1. Sneitz N, Bakker CT, de Knegt RJ, et al. Crigler-Najjar syndrome in The Netherlands: identification of four novel UGT1A1 alleles, genotype-phenotype correlation, and functional analysis of 10 missense mutants. Hum Mutat 2010; 31:52.
2. Bosma PJ, Seppen J, Goldhoorn B, et al. Bilirubin UDP-glucuronosyltransferase 1 is the only relevant bilirubin glucuronidating isoform in man. J Biol Chem 1994; 269:17960.
3. Roy Chowdhury J, Van Es HH, Roy Chowdhury N, Gunn rat. An animal model of deficiency of bilirubin conjugation. In: Hepatic Transport and Bile Secretion, Physiology and Pathophysiology, Tavoloni N, Berk PD (Eds), Raven, New York 1992. p.713.
4. Arias IM, Gartner LM, Cohen M, et al. Chronic nonhemolytic unconjugated hyperbilirubinemia with glucuronyl transferase deficiency. Clinical, biochemical, pharmacologic and genetic evidence for heterogeneity. Am J Med 1969; 47:395.
5. Toietta G, Mane VP, Norona WS, Finegold MJ, Ng P, Mcdonagh AF, Beaudet AL, Lee B (March 2005). "Lifelong elimination of hyperbilirubinemia in the Gunn rat with a single injection of helper-dependent adenoviral vector". Proceedings of the National Academy of Sciences of the United States of America 102 (11): 3930–5.
6. Crigler JF Jr., Najjar VA (February 1952). "Congenital familial nonhemolytic jaundice with kernicterus; a new clinical entity". A.M.A. American Journal of Diseases of Children 83 (2): 259–60. ISSN 0096-8994
7. Hafkamp AM, Nelisse-Haak R, Sinaasappel M, Oude Elferink RP, Verkade HJ. Orlistat treatment of unconjugated hyperbilirubinemia in Crigler-Najjar disease: a randomized controlled trial. Pediatr Res. Dec 2007;62(6):725-30.
8. Sisson TR, Drummond GS, Samonte D, Calabio R, Kappas A. Sn-protoporphyrin blocks the increase in serum bilirubin levels that develops postnatally in homozygous Gunn rats. J Exp Med. Mar 1 1988;167(3):1247-52.

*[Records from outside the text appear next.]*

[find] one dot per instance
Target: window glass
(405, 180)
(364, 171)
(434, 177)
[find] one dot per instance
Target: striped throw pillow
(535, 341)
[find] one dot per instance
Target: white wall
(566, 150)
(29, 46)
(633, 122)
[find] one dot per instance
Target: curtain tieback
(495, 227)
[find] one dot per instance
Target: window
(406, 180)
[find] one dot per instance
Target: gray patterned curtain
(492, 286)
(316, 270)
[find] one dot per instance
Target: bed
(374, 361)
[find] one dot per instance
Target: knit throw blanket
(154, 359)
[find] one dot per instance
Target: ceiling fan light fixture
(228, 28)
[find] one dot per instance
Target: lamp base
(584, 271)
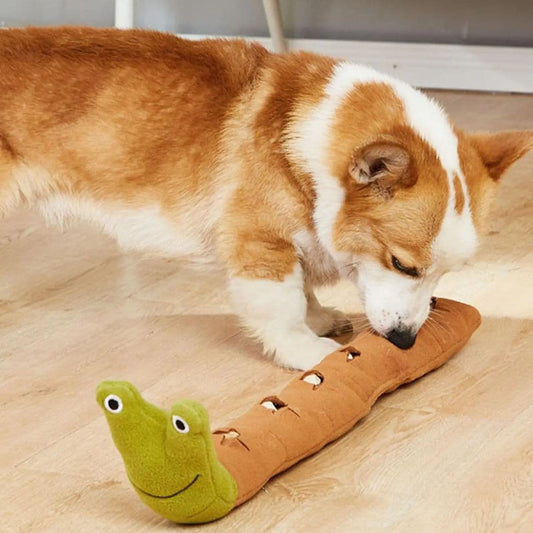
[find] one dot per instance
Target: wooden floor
(451, 452)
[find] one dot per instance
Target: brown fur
(135, 118)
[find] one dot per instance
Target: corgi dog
(290, 171)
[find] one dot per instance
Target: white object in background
(275, 26)
(124, 14)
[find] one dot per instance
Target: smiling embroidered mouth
(170, 495)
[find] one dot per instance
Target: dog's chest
(319, 267)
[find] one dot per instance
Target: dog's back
(133, 119)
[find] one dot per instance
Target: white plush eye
(113, 404)
(179, 424)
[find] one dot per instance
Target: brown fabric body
(271, 441)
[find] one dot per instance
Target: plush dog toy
(188, 475)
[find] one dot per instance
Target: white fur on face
(391, 298)
(275, 312)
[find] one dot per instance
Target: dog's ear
(499, 151)
(384, 164)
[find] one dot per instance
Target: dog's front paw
(303, 353)
(328, 322)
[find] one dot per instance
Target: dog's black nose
(403, 338)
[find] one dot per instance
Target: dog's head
(401, 195)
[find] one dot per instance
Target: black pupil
(112, 404)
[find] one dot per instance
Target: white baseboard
(434, 66)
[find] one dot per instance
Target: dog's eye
(410, 271)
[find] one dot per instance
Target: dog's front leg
(274, 308)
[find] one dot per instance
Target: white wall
(490, 22)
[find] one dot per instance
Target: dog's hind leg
(20, 182)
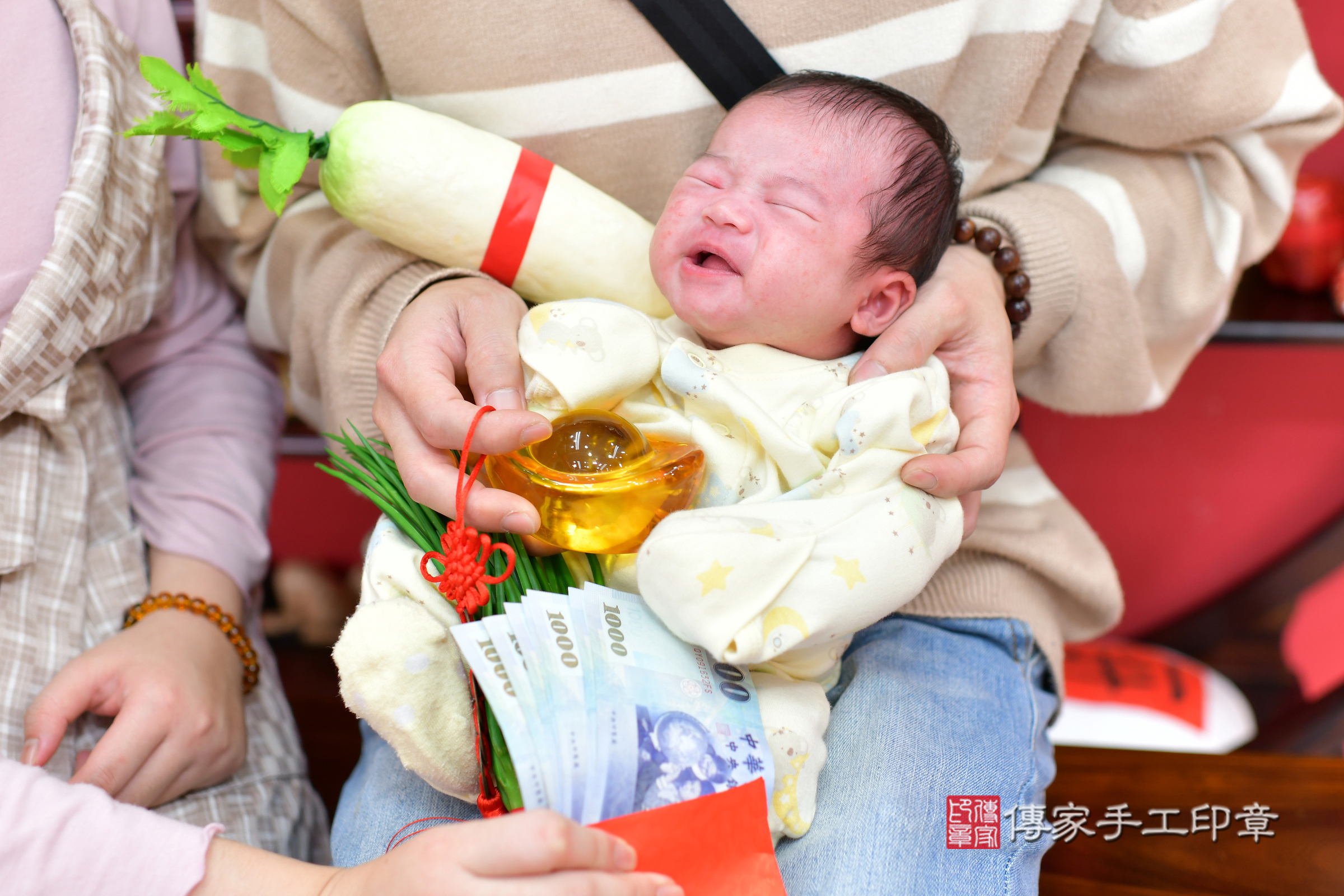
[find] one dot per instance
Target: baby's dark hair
(914, 216)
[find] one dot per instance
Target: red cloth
(717, 846)
(1314, 634)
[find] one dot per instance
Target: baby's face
(758, 240)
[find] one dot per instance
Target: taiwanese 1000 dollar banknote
(613, 712)
(556, 668)
(484, 656)
(673, 723)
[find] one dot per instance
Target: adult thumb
(65, 699)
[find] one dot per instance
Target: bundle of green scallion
(374, 474)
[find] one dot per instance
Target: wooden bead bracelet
(212, 612)
(1007, 262)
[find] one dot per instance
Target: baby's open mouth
(711, 261)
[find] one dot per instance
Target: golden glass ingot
(599, 483)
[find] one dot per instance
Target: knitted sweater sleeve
(1173, 169)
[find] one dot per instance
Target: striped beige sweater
(1140, 153)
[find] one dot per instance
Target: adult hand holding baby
(959, 316)
(458, 334)
(778, 234)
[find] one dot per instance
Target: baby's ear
(889, 295)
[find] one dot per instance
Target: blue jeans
(925, 708)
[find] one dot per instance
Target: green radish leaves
(279, 156)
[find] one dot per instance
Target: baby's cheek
(663, 251)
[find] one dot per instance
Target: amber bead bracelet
(242, 644)
(1007, 262)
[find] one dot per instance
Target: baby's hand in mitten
(795, 715)
(401, 669)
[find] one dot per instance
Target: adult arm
(205, 417)
(331, 296)
(1173, 170)
(66, 840)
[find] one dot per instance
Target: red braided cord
(463, 582)
(464, 550)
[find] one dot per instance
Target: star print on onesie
(803, 533)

9. Smith JR, Donze A, Schuller L. An evidence-based review of hyperbilirubinemia in the late preterm infant, with implications for practice: management, follow-up, and breastfeeding support. Neonatal Netw. Nov-Dec 2007;26(6):395-405.
10. Lucey JF, Suresh GK, Kappas A. Crigler-Najjar syndrome, 1952-2000: learning from parents and patients about a very rare disease and using the internet to recruit patients for studies. Pediatrics. May 2000;105(5):1152-3.